Solving Multimodal Problem using Deep Learning: Speaker Identification
Abstract
Speaker identification refers to the task of locating the face of a person with the same identity as the voice in a video. Speaker identification is a challenging perception task integrating both visual and auditory signals. Long Short Time Memory (LSTM) is a natural choice for solving such multimodal learning task of sequence data in a unified model. One of the most straightforward methods to deal with data from different domains is to integrate them into a single network by directly concatenating the data to produce a larger input sequence. However, in this case, the multimodal property of the inputs is completely ignored. Another solution is to treat data from different domains completely independently. We can use multiple LSTMs in parallel and then use a voting mechanism to merge the output labels at the highest layer.

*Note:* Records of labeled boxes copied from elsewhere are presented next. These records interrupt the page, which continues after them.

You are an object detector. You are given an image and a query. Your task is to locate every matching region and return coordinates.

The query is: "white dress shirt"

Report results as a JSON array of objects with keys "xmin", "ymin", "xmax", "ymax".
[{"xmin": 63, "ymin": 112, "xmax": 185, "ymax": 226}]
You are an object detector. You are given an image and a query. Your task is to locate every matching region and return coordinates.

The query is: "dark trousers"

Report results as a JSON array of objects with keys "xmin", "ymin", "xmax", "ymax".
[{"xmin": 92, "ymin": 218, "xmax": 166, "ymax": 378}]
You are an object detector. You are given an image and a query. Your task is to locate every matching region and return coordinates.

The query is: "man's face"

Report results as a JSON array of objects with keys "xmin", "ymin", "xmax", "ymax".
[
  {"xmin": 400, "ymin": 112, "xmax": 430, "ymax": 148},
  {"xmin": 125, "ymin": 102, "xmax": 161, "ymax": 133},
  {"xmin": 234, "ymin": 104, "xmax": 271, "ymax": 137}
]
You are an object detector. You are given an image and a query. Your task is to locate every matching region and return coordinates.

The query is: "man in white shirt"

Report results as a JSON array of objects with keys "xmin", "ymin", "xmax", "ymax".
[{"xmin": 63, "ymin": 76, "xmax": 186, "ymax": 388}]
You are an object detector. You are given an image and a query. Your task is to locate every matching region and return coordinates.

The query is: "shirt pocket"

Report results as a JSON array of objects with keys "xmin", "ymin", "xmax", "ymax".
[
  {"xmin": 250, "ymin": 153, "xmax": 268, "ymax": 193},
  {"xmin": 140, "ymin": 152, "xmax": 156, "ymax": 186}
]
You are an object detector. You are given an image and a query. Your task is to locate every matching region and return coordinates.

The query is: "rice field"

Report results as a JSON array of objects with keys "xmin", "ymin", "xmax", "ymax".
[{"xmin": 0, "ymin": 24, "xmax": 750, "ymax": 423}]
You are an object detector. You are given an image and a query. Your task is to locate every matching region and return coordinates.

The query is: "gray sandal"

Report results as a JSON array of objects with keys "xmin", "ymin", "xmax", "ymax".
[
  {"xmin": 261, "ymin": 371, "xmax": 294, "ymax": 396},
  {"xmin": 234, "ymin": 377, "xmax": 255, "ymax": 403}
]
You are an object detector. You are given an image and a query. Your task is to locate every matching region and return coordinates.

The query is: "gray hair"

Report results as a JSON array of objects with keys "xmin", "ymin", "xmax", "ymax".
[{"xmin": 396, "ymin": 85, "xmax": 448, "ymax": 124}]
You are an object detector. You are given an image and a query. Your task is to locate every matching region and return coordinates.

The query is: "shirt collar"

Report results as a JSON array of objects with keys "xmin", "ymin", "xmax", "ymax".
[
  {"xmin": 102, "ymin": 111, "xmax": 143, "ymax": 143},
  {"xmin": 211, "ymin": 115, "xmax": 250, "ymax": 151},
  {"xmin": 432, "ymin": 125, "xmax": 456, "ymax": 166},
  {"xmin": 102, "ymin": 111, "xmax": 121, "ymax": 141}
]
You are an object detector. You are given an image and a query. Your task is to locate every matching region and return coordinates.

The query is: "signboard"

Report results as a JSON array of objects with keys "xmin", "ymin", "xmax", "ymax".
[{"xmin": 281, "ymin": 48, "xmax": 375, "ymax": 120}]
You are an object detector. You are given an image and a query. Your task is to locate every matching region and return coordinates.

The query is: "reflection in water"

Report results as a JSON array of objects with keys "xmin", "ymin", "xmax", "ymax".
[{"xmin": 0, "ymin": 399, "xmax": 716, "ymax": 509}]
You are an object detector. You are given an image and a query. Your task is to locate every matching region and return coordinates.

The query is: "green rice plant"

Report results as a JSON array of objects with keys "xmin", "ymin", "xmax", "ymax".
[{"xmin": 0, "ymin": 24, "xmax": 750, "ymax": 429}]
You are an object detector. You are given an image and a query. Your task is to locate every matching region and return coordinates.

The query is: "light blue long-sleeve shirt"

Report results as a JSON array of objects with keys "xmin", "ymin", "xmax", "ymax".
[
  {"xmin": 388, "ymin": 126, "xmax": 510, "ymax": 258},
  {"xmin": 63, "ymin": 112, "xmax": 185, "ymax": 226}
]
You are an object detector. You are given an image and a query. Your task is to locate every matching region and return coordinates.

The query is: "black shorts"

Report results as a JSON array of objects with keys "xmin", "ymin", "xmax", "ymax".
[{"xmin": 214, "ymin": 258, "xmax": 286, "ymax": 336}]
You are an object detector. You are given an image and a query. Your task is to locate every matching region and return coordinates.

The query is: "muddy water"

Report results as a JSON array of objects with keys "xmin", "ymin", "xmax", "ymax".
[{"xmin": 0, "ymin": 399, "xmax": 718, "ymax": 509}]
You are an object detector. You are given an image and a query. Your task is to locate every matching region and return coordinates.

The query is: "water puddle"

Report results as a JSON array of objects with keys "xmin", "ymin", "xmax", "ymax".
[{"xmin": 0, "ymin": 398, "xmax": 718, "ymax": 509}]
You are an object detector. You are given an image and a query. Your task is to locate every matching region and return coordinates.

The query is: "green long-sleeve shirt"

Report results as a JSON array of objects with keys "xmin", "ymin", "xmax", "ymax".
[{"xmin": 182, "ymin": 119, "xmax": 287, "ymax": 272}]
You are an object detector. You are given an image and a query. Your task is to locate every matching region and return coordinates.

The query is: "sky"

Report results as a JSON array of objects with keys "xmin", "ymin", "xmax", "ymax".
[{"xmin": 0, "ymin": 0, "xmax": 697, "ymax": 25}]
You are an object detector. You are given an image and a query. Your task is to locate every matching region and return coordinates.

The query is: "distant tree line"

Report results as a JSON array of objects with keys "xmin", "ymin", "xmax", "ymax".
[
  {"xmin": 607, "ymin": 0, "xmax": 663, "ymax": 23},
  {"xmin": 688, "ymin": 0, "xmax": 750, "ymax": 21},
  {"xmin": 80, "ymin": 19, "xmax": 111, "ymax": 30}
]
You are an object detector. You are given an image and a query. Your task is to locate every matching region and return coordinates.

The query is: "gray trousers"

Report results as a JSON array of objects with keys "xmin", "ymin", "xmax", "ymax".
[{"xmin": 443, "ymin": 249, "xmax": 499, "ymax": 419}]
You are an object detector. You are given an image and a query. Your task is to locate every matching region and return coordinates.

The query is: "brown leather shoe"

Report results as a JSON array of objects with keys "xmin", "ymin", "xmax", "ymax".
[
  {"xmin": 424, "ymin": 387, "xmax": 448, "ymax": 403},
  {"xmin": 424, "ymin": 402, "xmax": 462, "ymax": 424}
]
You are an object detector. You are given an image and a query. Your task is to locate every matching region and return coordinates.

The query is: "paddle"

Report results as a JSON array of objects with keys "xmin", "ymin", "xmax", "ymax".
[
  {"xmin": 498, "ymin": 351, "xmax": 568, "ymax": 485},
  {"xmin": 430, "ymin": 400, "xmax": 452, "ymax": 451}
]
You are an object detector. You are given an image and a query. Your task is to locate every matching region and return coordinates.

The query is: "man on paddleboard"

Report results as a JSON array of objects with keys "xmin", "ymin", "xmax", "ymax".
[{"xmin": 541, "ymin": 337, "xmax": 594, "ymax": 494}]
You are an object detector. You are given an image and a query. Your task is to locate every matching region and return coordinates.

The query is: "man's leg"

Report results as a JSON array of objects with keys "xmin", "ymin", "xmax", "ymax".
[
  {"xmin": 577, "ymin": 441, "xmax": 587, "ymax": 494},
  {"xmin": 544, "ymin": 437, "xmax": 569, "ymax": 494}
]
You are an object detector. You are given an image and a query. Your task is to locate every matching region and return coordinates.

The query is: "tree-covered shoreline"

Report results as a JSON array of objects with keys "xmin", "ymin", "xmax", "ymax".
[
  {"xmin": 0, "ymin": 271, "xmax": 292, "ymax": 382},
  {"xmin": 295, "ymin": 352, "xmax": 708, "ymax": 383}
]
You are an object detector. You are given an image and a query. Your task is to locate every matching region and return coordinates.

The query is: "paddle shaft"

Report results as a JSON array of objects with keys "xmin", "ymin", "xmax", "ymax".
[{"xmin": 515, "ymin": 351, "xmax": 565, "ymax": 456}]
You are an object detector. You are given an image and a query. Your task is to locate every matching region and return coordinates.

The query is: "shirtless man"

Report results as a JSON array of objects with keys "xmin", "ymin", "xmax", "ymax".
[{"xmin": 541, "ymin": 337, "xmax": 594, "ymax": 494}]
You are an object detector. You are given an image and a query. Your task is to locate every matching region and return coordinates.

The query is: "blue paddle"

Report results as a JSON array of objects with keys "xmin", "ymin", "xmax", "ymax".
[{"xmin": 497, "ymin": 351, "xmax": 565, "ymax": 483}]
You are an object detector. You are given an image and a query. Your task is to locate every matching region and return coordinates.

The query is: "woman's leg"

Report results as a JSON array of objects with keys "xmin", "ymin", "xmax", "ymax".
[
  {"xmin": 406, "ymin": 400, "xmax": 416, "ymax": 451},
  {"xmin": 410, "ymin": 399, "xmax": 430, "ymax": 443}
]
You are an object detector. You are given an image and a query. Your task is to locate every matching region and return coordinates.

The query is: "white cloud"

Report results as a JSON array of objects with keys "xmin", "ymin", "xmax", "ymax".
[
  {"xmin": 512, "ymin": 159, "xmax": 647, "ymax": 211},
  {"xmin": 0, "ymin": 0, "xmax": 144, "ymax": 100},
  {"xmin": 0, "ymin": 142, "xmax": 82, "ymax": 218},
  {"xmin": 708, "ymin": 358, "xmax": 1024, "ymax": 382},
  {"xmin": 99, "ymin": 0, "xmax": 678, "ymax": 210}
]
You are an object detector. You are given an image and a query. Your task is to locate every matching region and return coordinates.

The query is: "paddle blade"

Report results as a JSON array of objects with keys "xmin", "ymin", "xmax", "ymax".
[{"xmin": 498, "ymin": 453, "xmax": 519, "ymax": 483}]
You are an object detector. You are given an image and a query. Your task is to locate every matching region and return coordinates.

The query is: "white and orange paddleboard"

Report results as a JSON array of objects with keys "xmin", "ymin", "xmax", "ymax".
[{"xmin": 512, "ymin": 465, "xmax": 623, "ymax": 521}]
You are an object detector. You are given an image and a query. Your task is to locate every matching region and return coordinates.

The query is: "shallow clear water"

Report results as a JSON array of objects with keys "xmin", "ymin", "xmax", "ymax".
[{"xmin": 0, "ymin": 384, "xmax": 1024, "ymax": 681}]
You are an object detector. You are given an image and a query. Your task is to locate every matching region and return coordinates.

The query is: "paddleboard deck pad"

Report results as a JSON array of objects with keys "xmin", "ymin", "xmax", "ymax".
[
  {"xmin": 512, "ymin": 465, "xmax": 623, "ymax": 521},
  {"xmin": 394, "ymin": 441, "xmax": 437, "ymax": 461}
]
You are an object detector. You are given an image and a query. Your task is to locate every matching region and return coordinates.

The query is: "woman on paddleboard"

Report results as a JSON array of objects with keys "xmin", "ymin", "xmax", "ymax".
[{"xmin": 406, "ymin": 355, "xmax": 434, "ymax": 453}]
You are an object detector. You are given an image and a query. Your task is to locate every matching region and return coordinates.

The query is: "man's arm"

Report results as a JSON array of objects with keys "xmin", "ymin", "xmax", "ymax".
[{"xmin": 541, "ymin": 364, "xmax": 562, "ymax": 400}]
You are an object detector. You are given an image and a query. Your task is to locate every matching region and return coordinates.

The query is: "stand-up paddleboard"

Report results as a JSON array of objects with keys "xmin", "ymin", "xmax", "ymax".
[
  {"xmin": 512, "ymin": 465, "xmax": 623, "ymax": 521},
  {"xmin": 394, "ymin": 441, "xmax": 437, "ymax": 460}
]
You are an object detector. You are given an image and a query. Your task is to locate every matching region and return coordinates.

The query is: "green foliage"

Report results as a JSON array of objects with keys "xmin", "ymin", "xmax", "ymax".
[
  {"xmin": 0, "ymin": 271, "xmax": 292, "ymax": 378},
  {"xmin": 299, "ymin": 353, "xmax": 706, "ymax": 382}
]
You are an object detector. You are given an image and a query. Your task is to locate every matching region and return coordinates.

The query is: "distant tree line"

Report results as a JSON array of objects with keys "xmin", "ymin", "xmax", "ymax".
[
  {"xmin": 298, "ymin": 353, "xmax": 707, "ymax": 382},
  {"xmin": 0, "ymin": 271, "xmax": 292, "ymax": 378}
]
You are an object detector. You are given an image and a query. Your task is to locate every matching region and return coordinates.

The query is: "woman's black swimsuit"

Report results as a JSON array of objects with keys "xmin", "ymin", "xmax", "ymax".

The advantage of this approach is that the two separate memory units can be trained explicitly for each domain to store useful information. But the weakness is that the interaction between modalities occurs only at the highest level during the labeling process. A better solution might be a multimodal LSTM architecture that unifies both visual and auditory modalities from the beginning of each sequence input and then extend the conventional LSTM not only by sharing weights across time steps but also by sharing weights across modalities. We are comparing each of these models and the assumptions behind them and trying to find out the best model for solving multimodal problems like speaker identification.